I am going to buy a pyraminx soon and I was wondering what the best one to get is. Preferably one that is very smooth, the tips don't fall off, etc.
Thanks a lot!


For anybody that says I didn't use the search function, I did.
I searched three times and there wasn't a thread like this one so if there is a thread like this one, they need to have a better search engine.


----------



## MistArts (Aug 25, 2008)

Meffert's is the only one I've tried. It's pretty decent.


----------



## Lewis (Aug 26, 2008)

My Meffert's pyraminx doesn't turn that smoothly (It clicks like a skewb) but it doesn't fall apart and the corners don't fall off.
I also have a white pyraminx with shiny stickers which turns nicely, but the corners come off and turning a face anticlockwise a few times makes the puzzle fall apart.
I use a Meffert's tetraminx. It's harder to hold than a standard pyraminx, but it twists well and stays in one piece.


----------



## linkmaster03 (Aug 27, 2008)

My Pyraminx is a dirty white kind of color, with tiles, it's SO BEAST. An old one.


----------



## cubeman34 (Aug 27, 2008)

im getting one as well its White Pyraminx with Prismatic Stickers


----------



## pcharles93 (Aug 27, 2008)

I had the tiled one Mefferts offers. It broke in 2 days. I wouldn't go by how long my puzzles last though. If you've seen what I've done to the only 2 Rubik's 4x4's I've gotten ahold of, my Magic, and what's left of my 5x5, you'd know why.


----------



## Dorsenstein (Aug 27, 2008)

linkmaster03 said:


> My Pyraminx is a dirty white kind of color, with tiles, it's SO BEAST. An old one.



Where'd you get it?


----------



## sgowal (Aug 27, 2008)

I have both a Japanese Pyraminx (at the time to was 16$ on mefferts now its 38$) and Original Tomy Pyraminx (both white plastic). Those are the only pyraminxes that never broke appart. I've bought 3 classic meffert's Pyraminxes (black plastic with standard stickers) and they all broke appart in 2 days. Good luck finding a good Pyraminx, my best guess would be to buy them on ebay.


----------



## Kenneth (Aug 27, 2008)

There is only one brand of Pyraminx, Meffert's...

They are all the same in quality but differs a little in appareance. The tiled version has got rounded tips while the original has got sharp ones.
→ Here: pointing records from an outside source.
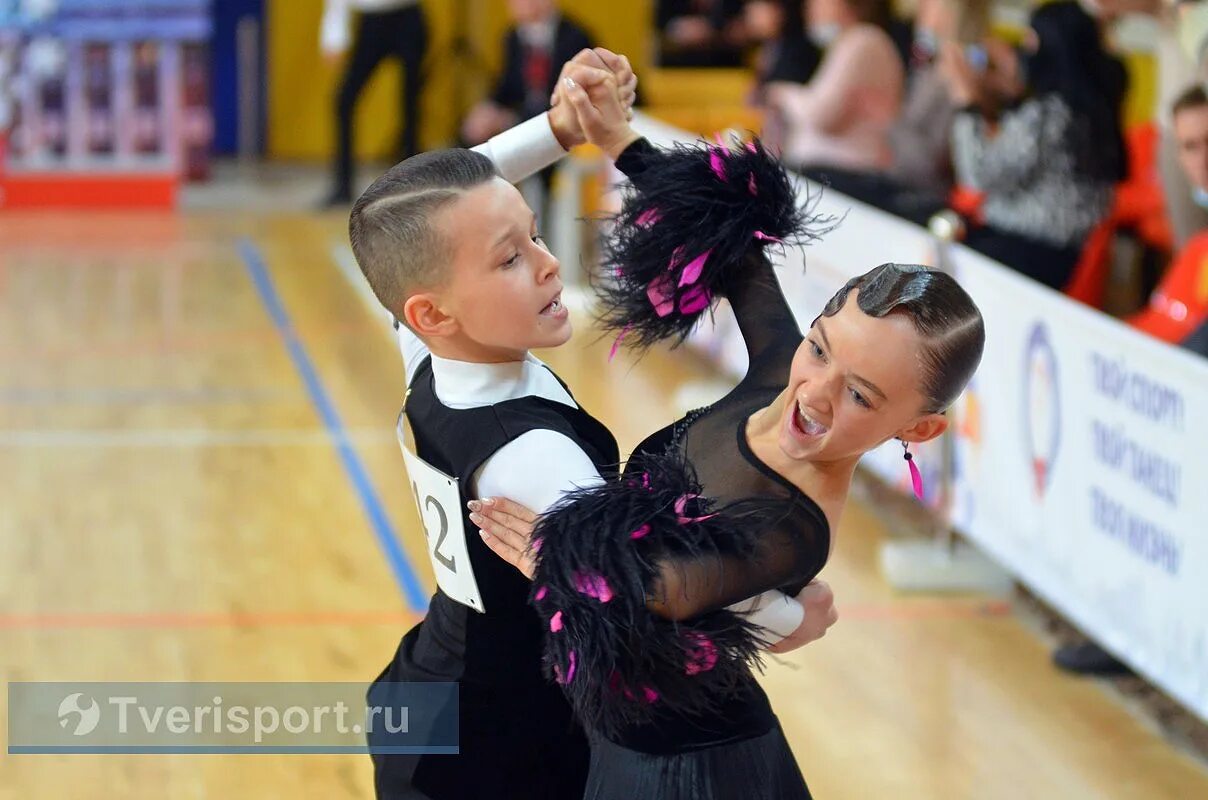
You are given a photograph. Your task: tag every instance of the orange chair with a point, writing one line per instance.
(1180, 302)
(1090, 277)
(967, 202)
(1140, 203)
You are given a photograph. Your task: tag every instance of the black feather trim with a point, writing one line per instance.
(691, 202)
(599, 554)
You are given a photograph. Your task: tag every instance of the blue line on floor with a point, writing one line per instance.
(381, 523)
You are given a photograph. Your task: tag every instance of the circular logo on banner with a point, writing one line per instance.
(1041, 407)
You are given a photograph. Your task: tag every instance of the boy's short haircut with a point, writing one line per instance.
(390, 227)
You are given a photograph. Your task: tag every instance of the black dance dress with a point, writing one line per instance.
(634, 579)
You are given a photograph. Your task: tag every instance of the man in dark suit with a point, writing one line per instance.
(539, 42)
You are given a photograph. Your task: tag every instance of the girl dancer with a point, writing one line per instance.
(632, 579)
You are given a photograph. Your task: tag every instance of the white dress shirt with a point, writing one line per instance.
(538, 468)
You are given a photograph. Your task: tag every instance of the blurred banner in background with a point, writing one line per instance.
(106, 100)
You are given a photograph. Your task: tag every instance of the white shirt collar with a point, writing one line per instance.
(463, 384)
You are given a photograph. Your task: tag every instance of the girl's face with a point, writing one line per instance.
(854, 384)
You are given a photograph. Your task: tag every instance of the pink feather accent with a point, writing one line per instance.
(661, 294)
(695, 299)
(718, 164)
(649, 218)
(692, 271)
(916, 479)
(681, 506)
(593, 585)
(570, 670)
(701, 658)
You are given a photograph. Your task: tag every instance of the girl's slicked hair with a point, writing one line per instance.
(944, 314)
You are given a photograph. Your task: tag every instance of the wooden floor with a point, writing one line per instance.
(176, 506)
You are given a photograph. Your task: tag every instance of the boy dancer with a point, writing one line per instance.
(451, 249)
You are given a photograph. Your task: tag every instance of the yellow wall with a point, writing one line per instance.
(301, 86)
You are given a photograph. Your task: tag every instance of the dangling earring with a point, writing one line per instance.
(916, 477)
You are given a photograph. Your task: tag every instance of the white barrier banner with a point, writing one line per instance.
(1082, 468)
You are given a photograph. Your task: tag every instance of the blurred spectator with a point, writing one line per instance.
(1179, 63)
(1179, 303)
(842, 117)
(384, 29)
(535, 48)
(1049, 163)
(701, 33)
(921, 139)
(785, 52)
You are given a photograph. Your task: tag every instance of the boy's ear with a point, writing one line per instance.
(423, 316)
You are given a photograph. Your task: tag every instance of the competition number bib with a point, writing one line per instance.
(440, 509)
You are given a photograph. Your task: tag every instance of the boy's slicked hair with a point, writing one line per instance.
(390, 227)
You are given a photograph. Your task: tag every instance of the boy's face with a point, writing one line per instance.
(504, 288)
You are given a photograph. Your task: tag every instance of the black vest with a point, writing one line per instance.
(504, 644)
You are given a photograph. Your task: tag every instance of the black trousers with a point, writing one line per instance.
(401, 34)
The ones with tiles are not competiton approved because the tiles are thicker than the allowed 1.5 mm. So if you are planning to use your Pyraminx for competiton, then by the original.
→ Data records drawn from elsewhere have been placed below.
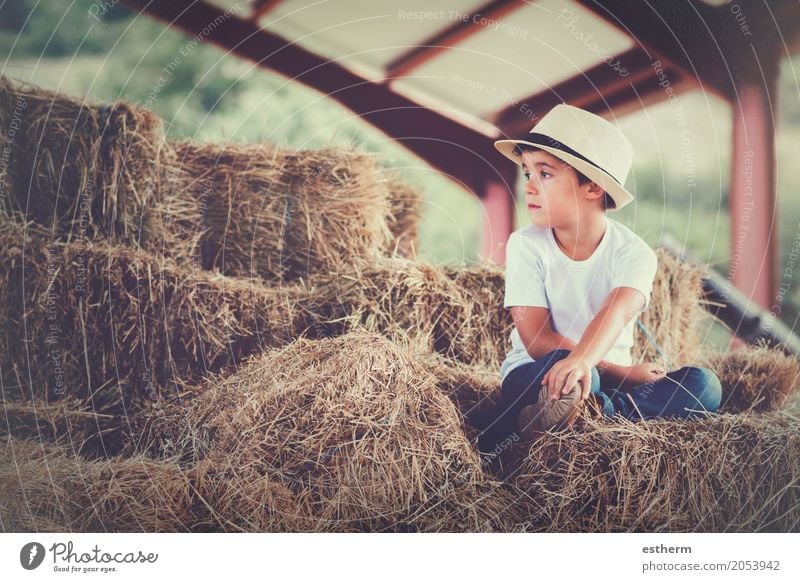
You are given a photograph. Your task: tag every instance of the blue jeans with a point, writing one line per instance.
(689, 392)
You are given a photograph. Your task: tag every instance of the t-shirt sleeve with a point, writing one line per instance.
(524, 274)
(636, 268)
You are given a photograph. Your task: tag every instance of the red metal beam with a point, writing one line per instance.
(460, 153)
(754, 267)
(499, 208)
(639, 95)
(450, 36)
(586, 90)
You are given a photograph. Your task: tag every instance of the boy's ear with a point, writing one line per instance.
(594, 191)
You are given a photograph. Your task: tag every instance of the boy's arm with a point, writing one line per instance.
(539, 338)
(619, 307)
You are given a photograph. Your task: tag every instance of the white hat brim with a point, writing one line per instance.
(620, 195)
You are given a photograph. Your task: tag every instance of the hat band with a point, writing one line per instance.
(546, 140)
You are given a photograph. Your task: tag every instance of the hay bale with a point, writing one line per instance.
(115, 327)
(676, 306)
(474, 389)
(754, 378)
(83, 169)
(405, 202)
(454, 311)
(48, 489)
(353, 426)
(70, 422)
(721, 474)
(283, 215)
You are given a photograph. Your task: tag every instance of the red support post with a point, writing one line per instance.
(754, 262)
(499, 203)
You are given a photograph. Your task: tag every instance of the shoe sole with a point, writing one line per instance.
(545, 414)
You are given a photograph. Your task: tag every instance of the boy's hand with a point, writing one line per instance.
(644, 374)
(562, 377)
It is possible to remove the tiles and then sand them down to make them thinner than 1.5 mm and then glue them back on again...


----------



## CharlieCooper (Aug 27, 2008)

i have tried many different types of pyraminx, and although many do not like it, my favourite is the mefferts. that is mainly because of the shape it has though and the way in which i solve it. i don't like "sharper" models because they aren't so comfortable to hold. maybe i am compromising speed in exchange for comfort....


----------



## Paris (Aug 27, 2008)

russian pyraminx ftw!!!!!!!!!


----------



## Carrot (Jul 12, 2009)

Okay, Instead of creating a new thread I decided to use this thread 

Where do you buy the "russian pyraminx" which Paris metion? (I have heard a lot about it now and Mefferts just sucks xD )


----------



## Logan (Jul 12, 2009)

I don't know what type this is but it's awesome! AND has shiny stickers


----------



## Corpsez (Jul 12, 2009)

Anyone have any reviews for the deal extreme pyraminx?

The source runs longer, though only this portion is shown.